Case Name: Ex parte William D. LEEKE, Director, South Carolina Department of Corrections, Appellant. In re STATE, v. McKINLEY, of which The State of South Carolina is Respondent
Court: Supreme Court of South Carolina
Jurisdiction: South Carolina
Decision Date: 1971-10-07
Citations: 257 S.C. 82
Docket Number: 19297
Parties: Ex parte William D. LEEKE, Director, South Carolina Department of Corrections, Appellant. In re STATE, v. McKINLEY, of which The State of South Carolina is Respondent.
Judges: 
Reporter: South Carolina Reports
Volume: 257
Pages: 82–84

Head Matter:
19297
Ex parte William D. LEEKE, Director, South Carolina Department of Corrections, Appellant. In re STATE, v. McKINLEY, of which The State of South Carolina is Respondent.
(184 S. E. (2d) 80)
Messrs. Daniel R. McLeod, Atty. Gen., Emmet H. Clair, and John P. Wilson, Asst. Attys. Gen., of Columbia, for Appellant, cite:
Marion H. Kinon, Esq., Solicitor, of Dillion, for Respondent.
October 7, 1971.

Opinion:
Per Curiam:
Upon conviction of robbery, the sixteen-year-old defendant was sentenced to eight years' imprisonment in the Department of Corrections. The director of that department refused to receive the defendant into custody, whereupon the sentencing court ordered the director to do so. The director has appealed from this order.
Section 55-50.30, Code of 1962 (Supp. 1970), prescribes the conditions under which juveniles below the age of seventeen may be committed to the custody of the Board of Juvenile Corrections or the Board of Juvenile Placement and Aftercare. The section further provides that "(n)o child under the age of seventeen years shall be committed or sentenced to any other penal or correctional institution of this State for a period exceeding thirty days."
The lower court declared this provision "arbitrary and irrational when applied to this defendant in light of the present unavailability of adequately secure correctional facilities within the Board of Juvenile Corrections"; the statutory provision was thereupon found to be "without binding effect upon the inherent sentencing power of this court."
The circuit court has no inherent authority to sentence those convicted of crime to the state penitentiary and may not do so without statutory authoriza tion.

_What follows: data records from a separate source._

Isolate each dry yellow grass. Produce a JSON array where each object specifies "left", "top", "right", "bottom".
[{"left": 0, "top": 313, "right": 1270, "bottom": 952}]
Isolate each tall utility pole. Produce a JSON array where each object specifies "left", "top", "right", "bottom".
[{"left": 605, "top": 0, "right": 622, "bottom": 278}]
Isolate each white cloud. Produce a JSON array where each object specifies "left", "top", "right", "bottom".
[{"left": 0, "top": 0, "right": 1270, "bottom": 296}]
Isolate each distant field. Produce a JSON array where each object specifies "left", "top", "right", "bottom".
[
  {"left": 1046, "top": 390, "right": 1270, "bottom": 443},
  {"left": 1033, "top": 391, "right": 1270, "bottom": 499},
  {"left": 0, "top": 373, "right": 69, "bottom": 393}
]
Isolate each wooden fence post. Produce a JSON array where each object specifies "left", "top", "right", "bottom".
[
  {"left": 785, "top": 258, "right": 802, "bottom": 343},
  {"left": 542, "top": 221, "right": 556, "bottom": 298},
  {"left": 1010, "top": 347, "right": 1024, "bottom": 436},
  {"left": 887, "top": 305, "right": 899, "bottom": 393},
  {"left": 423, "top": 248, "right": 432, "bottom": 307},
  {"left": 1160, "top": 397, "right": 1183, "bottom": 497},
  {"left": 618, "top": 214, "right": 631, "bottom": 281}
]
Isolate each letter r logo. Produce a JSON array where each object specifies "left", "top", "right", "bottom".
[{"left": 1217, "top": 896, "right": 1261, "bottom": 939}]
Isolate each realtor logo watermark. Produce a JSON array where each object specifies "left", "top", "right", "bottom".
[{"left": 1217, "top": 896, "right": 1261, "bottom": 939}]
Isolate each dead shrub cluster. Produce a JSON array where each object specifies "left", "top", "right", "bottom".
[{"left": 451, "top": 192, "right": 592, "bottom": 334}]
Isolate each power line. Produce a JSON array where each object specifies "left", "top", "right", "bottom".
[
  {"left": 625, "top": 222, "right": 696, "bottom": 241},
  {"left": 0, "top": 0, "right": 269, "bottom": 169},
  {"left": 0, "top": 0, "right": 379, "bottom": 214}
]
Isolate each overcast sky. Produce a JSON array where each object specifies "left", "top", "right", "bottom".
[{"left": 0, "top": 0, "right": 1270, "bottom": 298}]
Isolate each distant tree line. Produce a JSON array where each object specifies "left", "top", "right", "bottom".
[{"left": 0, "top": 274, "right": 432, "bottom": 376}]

State v. Hord, 8 S. C. 84 (1876). Applicable statutory provisions with respect to the place of confinement are obligatory upon the sentencing court, 21 Am. Jur. (2d), Criminal Law, Sec. 593 (1965); 24B C. J. S. Criminal Law § 2000 (1962). The commitment of the sixteen-year-old defendant to the Department of Corrections was contrary to law.
Reversed. Let the defendant, Robert McKinley, be returned to the Court of General Sessions for Dillon County for the imposition of a lawful sentence.